En pocas palabras, me ofrecían un servidor dedicado, con soporte,  atención humana y humanizada permanente y  todo sin pedirme ninguna contraprestación a cambio. Ni anuncios, ni reseñas, ni menciones en redes, ni promociones de tickets de descuento, nada.

¿Dónde está la cámara?, ¿por dónde me la van a colar?

Lo único que les pedí es que aseguraran es que aguantaría el efecto menéame, de cliqueros locos o cualquier otro amontonamiento de peticiones similar que en ocasiones sucede.

La conversación se trasladó del email al teléfono y en tres palabreos cerramos el trato, sin necesidad de firmar nada y dejando meridianamente clara cuál era nuestra relación.
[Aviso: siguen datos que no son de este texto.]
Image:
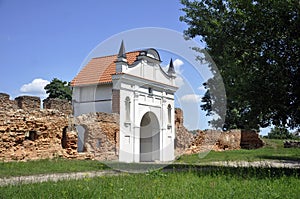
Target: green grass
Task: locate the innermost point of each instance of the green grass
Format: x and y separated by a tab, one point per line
206	182
273	150
56	165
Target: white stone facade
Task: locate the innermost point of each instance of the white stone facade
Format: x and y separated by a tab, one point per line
143	94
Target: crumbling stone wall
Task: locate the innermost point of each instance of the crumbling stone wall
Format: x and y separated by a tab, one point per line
28	102
215	140
101	134
224	140
27	132
291	144
183	138
6	103
28	135
62	105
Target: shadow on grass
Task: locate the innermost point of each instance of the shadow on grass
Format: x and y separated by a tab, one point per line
278	157
211	170
240	172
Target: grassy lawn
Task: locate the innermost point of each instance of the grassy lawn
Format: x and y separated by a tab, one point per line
216	182
48	166
273	150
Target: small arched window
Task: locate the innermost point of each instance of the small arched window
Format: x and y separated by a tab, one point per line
127	109
169	114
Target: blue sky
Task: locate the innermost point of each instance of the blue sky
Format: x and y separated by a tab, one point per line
46	39
43	39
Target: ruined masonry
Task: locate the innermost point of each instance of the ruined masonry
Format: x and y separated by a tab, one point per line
28	133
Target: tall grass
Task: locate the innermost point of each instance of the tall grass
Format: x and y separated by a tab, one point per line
210	182
56	165
273	150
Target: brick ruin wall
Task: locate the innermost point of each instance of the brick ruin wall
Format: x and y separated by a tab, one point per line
28	132
202	141
102	132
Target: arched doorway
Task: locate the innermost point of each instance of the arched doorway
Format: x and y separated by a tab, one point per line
149	138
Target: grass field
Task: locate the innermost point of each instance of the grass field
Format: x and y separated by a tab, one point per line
210	182
273	150
191	180
48	166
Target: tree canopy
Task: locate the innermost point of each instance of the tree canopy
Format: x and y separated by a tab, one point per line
59	89
255	45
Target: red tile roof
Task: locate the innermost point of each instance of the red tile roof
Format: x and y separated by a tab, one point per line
100	70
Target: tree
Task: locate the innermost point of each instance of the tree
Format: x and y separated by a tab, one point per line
280	133
59	89
255	45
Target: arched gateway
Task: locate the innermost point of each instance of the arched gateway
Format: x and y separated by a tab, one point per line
136	87
149	138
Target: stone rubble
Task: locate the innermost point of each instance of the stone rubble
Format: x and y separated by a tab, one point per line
28	132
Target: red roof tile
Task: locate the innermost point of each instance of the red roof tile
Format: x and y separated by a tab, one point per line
100	70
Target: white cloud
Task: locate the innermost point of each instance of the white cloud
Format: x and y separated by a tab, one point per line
179	81
36	87
202	89
177	64
192	98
Un año después el balance es más que positivo, me reconozco una persona dura de tratar pero justo cuando se trata de ser agradecido. Eso sí, el discurso del marketing me aburre y hasta me hace desconfiar, cuando algo no me resulta transparente y explícito necesito tener una visión “aérea” y  en el tiempo  para poder opinar.

Y aún no encuentro una excusa para poner algún contra entre tanto pro.

De entrada la mudanza fue rápida y límpia, ellos se encargaron de todo (y siguen haciéndolo), evitándome el engorroso curro que supone un  traslado de uno a o varios blogs y demás basuras necesarias que se acumulan con los años.

Como venía de usar un servidor de OVH sin soporte, por  inercia pedí también acceso root que no me dieron, en apenas una semana pude comprobar que no lo necesitaba. Para cualquier cosa que he necesitado y les he pedido, siempre sin intención de forzar la maquinaria, han encontrado una solución y lo que es mejor, han hecho el trabajo. Esa tranquilidad, para mi, es imposible de tasar con una cifra.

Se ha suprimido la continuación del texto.